Not for the first time in the Brexit saga, that is the £350m-a-week question. Britain is certainly – again not for the first time – an international laughing stock. But where we go from here is still not much clearer than it was before that long, quiet summer. Commentators see four main options.
First, Johnson could still get a deal, perhaps by agreeing to the EU’s original proposal to resolve the Ireland problem: creating a border in the Irish sea. Winning parliamentary approval would be very hard, but perhaps possible – Labour MPs in leave-voting constituencies want to deliver, and Tory hardliners may see this as their last chance.
Second, he could break his promise, request an extension and then immediately demand an election, counting on a fiercely anti-EU, people-versus-parliament campaign to see him through. This could, however, leave him vulnerable to a squeeze from both the Brexit party and (possibly) a coordinated opposition promising a second referendum.
Third, he could go full no deal on 31 October as he promised, ignoring the law (or at least testing it to its limits in the courts). He could then call an early election after the UK leaves the EU, trusting that with Brexit delivered, the Brexit party will be no more – and hoping that no deal is not so catastrophic that the country does not give him a kicking.
Finally, he could be pushed out by a no-confidence vote or step down of his own accord. Rather than the divisive Jeremy Corbyn, a more neutral figure (Ken Clarke?) might then head up a temporary government whose sole purpose would be to ask the EU for an extension. Elections would then follow which, if he campaigned for no deal, Johnson could conceivably win.

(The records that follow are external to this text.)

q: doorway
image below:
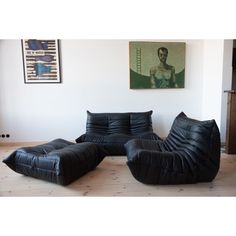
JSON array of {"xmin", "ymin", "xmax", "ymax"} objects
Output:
[{"xmin": 225, "ymin": 40, "xmax": 236, "ymax": 154}]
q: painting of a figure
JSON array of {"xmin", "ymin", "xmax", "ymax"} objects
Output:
[
  {"xmin": 129, "ymin": 42, "xmax": 185, "ymax": 89},
  {"xmin": 22, "ymin": 39, "xmax": 61, "ymax": 83}
]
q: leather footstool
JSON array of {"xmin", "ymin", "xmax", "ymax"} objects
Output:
[{"xmin": 3, "ymin": 139, "xmax": 106, "ymax": 185}]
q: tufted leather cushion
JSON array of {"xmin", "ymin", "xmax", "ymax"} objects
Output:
[
  {"xmin": 125, "ymin": 112, "xmax": 221, "ymax": 184},
  {"xmin": 76, "ymin": 111, "xmax": 160, "ymax": 155},
  {"xmin": 2, "ymin": 139, "xmax": 106, "ymax": 185},
  {"xmin": 77, "ymin": 132, "xmax": 159, "ymax": 156},
  {"xmin": 86, "ymin": 110, "xmax": 153, "ymax": 135}
]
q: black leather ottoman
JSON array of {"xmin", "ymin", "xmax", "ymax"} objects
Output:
[{"xmin": 2, "ymin": 139, "xmax": 106, "ymax": 185}]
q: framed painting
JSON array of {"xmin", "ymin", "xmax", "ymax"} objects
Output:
[
  {"xmin": 129, "ymin": 41, "xmax": 186, "ymax": 89},
  {"xmin": 21, "ymin": 39, "xmax": 61, "ymax": 83}
]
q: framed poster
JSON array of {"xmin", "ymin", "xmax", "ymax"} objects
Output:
[
  {"xmin": 21, "ymin": 39, "xmax": 61, "ymax": 83},
  {"xmin": 129, "ymin": 41, "xmax": 186, "ymax": 89}
]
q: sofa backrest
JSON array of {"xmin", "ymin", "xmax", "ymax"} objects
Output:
[
  {"xmin": 86, "ymin": 110, "xmax": 153, "ymax": 135},
  {"xmin": 163, "ymin": 112, "xmax": 221, "ymax": 160}
]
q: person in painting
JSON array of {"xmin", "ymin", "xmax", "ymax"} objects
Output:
[{"xmin": 150, "ymin": 47, "xmax": 178, "ymax": 88}]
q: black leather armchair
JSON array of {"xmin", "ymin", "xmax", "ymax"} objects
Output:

Will the EU27 play ball? They are, certainly, rapidly running out of patience. Most now would really like the UK just to go as soon as possible. They will never throw Ireland under the bus by ditching the backstop - but if no deal could still be avoided, they would be pleased.
A good reason (elections, a new government) would be needed, but it is hard to see even Emmanuel Macron refusing a request for an extension intended to avoid no deal.
No one wants to be seen to be actively helping the UK over the cliff edge.